Let’s face it, is there any relationship more complicated than between mother and daughter? But understanding that the complex bond is a whole new subject — that is until now.
Linda Perlman Gordon (a clinical social worker, family therapist and mediator in private practice) and Susan Morris Shaffer (an educator and gender equity specialist and currently the executive director of the Maryland State Parental Information and Resource Center), are the coauthors. Their past efforts include favorites such as Why Boys Don’t Talk-And Why It Matters, Why Girls Talk–and What They’re Really Saying and Mom, Can I Move Back In with You?
Their newest is an eye-opening book that debuts this week titled, Too Close For Comfort? Questioning the Intimacy of Today’s New Mother-Daughter Relationship.
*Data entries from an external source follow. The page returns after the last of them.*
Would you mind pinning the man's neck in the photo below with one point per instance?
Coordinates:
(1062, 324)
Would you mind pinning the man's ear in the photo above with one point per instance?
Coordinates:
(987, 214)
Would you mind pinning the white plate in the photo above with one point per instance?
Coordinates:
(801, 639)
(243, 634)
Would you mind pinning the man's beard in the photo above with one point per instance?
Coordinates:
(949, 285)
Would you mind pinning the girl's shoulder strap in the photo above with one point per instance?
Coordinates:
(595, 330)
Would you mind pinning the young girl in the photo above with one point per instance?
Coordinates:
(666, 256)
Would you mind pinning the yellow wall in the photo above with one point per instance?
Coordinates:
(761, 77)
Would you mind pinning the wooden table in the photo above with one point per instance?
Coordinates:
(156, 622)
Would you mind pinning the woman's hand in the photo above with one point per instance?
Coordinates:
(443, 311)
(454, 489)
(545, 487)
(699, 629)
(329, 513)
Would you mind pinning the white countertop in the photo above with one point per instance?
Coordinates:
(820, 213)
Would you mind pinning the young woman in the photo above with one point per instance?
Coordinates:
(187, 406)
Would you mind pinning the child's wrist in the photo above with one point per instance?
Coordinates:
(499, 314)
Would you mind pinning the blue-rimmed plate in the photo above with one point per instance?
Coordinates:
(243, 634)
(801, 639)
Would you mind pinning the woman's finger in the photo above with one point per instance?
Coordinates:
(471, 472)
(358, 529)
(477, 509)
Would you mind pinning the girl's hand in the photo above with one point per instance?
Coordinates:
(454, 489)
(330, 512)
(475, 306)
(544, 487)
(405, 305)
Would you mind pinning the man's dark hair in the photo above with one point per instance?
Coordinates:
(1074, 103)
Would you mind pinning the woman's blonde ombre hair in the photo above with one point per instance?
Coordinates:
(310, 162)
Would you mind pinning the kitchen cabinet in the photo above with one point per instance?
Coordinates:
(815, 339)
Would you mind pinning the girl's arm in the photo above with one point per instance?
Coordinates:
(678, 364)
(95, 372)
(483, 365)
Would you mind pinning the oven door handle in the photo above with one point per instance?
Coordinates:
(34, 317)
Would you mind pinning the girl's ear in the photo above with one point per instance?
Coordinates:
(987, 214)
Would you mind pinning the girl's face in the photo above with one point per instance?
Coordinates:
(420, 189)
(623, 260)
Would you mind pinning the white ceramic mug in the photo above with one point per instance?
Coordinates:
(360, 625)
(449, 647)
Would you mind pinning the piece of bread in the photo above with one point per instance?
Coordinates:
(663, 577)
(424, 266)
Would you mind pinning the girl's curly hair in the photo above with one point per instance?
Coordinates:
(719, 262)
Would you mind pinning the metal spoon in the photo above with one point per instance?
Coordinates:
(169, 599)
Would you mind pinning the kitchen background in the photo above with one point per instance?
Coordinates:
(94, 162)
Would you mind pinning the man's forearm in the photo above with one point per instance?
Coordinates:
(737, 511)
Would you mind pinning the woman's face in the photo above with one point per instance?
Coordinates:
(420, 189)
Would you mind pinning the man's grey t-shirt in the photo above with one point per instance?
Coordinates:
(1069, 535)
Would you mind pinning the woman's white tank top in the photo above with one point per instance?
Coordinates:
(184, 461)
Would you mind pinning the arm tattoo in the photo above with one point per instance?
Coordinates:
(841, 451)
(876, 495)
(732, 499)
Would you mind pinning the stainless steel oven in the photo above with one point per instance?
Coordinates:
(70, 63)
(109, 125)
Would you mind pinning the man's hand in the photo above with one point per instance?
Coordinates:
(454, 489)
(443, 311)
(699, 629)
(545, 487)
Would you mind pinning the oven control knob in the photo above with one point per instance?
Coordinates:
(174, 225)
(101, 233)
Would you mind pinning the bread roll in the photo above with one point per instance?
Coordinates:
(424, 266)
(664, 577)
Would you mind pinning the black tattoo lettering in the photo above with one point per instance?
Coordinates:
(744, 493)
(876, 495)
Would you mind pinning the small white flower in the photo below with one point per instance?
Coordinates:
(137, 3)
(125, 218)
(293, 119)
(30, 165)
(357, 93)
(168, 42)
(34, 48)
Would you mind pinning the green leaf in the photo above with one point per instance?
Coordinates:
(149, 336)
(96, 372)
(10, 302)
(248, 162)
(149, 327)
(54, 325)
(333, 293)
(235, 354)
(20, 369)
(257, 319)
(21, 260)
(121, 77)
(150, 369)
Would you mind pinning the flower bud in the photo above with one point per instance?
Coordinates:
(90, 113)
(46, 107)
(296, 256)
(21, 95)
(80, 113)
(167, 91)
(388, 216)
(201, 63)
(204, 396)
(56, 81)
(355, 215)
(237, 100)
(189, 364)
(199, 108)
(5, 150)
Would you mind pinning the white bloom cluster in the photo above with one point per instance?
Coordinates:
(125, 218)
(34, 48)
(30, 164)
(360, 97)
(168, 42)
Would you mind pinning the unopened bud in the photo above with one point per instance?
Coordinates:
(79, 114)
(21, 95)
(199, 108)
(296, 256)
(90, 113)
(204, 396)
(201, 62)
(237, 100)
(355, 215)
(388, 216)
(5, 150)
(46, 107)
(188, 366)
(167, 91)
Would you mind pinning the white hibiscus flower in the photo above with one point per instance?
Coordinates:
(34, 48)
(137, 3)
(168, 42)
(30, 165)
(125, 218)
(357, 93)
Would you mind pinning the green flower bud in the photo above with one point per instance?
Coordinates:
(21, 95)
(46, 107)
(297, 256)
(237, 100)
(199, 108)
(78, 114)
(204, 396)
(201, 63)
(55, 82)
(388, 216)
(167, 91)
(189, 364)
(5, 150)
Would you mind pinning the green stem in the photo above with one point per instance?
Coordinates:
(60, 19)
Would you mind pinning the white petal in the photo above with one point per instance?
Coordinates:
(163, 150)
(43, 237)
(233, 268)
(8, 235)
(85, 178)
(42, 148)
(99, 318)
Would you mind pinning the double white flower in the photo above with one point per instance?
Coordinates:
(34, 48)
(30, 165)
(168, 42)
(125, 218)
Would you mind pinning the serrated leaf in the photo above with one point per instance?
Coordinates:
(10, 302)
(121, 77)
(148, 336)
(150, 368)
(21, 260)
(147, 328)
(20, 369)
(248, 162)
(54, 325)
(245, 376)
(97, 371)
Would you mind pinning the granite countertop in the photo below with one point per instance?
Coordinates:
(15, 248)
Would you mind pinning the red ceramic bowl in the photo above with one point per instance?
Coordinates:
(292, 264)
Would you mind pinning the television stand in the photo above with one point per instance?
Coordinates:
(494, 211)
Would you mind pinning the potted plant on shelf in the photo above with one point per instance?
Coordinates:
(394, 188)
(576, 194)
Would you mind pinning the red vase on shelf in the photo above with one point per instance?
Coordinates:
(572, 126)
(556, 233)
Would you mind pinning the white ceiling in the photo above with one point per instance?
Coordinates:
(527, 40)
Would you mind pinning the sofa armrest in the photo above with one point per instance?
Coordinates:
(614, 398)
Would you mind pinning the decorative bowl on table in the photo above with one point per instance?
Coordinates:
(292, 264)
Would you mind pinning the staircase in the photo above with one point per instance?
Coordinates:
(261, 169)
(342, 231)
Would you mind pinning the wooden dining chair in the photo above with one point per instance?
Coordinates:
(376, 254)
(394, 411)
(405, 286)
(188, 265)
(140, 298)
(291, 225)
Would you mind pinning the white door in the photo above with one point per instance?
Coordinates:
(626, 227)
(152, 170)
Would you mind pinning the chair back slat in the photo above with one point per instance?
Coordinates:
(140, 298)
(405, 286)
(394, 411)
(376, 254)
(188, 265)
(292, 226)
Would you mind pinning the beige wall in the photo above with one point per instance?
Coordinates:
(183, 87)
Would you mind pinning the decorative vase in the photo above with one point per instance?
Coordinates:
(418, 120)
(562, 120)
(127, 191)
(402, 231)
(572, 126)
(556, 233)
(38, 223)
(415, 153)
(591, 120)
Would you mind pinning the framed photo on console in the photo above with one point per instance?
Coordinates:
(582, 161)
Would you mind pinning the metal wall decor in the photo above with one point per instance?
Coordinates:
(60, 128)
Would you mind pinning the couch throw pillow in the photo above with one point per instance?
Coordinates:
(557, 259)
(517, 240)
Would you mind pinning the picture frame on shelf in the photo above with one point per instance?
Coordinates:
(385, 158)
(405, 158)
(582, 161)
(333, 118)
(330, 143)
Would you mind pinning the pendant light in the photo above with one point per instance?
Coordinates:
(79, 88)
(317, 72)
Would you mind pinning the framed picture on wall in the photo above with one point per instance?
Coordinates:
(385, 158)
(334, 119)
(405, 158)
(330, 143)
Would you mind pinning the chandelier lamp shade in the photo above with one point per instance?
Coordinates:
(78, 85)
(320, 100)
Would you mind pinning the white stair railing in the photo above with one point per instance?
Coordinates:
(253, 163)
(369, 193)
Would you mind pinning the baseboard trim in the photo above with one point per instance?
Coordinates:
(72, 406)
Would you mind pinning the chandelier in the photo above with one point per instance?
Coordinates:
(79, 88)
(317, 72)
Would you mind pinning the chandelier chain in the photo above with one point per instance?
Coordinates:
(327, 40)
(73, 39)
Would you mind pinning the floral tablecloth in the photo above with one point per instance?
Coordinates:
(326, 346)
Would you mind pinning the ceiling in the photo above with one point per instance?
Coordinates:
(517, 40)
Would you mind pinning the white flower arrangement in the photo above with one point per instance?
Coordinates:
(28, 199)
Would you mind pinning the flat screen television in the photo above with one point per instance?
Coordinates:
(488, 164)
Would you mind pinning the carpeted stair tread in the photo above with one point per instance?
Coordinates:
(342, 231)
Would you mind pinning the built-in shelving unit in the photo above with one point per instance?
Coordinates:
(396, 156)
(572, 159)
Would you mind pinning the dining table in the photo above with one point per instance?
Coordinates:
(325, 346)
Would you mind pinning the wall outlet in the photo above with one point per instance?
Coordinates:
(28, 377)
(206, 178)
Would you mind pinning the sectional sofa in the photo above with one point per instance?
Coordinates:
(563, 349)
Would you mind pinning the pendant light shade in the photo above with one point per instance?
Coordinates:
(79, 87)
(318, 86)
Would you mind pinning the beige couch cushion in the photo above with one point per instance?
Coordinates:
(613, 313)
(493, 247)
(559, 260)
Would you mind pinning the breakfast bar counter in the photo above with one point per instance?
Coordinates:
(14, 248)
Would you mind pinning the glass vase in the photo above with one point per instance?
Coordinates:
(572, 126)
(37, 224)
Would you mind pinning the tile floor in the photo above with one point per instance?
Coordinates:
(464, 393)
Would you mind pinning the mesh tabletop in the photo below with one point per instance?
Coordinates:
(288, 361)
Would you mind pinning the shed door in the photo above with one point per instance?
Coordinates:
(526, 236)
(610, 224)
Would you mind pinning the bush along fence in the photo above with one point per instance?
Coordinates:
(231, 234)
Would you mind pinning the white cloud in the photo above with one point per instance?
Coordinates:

I found their book fascinating, enlightening as well as even provocative. Linda and Susan take a new and close look at the mother-adult daughter relationship. Combining testimonies and real stories from actual interviews along with thorough research from psychology, sociology and anthropology fields, the writer team presents a solid case that the mother-daughter relationship is much more comprehensive than even a best friendship. And provide insight, humor, and practical advice on one of the most significant relationships in a young woman’s life. Best yet, they offer what they call a “Baker’s Dozen”–strategies to guide mothers to parent their adult daughters.
I was most fascinated with themes they present about the unique mother-daughter relationship. Here are just a few that are guaranteed to be talked about among women for years to come:
- Mother-daughter relationships are possibility the most satisfying and agonizing relationships women share.
- A mother’s desire to be best friends with her daughter often conflicts with her daughter’s need to individuate.
- A daughter’s job is to become self-sufficient, a mother’s job is to give her the opportunity to do this.
- Rescuing your daughter when she doesn’t need rescuing gives her the message that she can’t survive without your help.
- Parenting adult children is a new developmental stage.
- Today’s prolonged adolescence brings extended dependence.
- The lack of a generation gap creates opportunities for connection.
- A mother’s discomfort with her body can influence her daughter’s discomfort with her own body.
- Society’s emphasis on physical perfection creates anxiety for both mother and daughter. Mothers are coping with aging and daughters often don’t appreciate their natural beauty.
- Once a daughter marries and starts a family, a mother’s role must change dramatically, a mother cannot assume or direct anymore, but provide advice when asked, and cede the decision-making role to her daughter, demonstrating her support of her daughter’s decision and enabling a more conflict-free relationship.
Thought-provoking stuff! I also realized this book has multi-generational benefits: this resource would be just as relevant for a mother of an infant wanting to know how to create a lifelong bond as a mother assuming the new role of grandmother with her married daughter.
But perhaps the most interesting tidbit for women at any stage of their mother-daughter relationship is this one:
“Many mother-daughter rifts begin to be healed once the daughter is herself a mother.”
I almost hear one collective sigh from women. Shhhh….just listen. Bet you can hear their relief as well.
Whether you are a mother or a daughter, this book will resonate.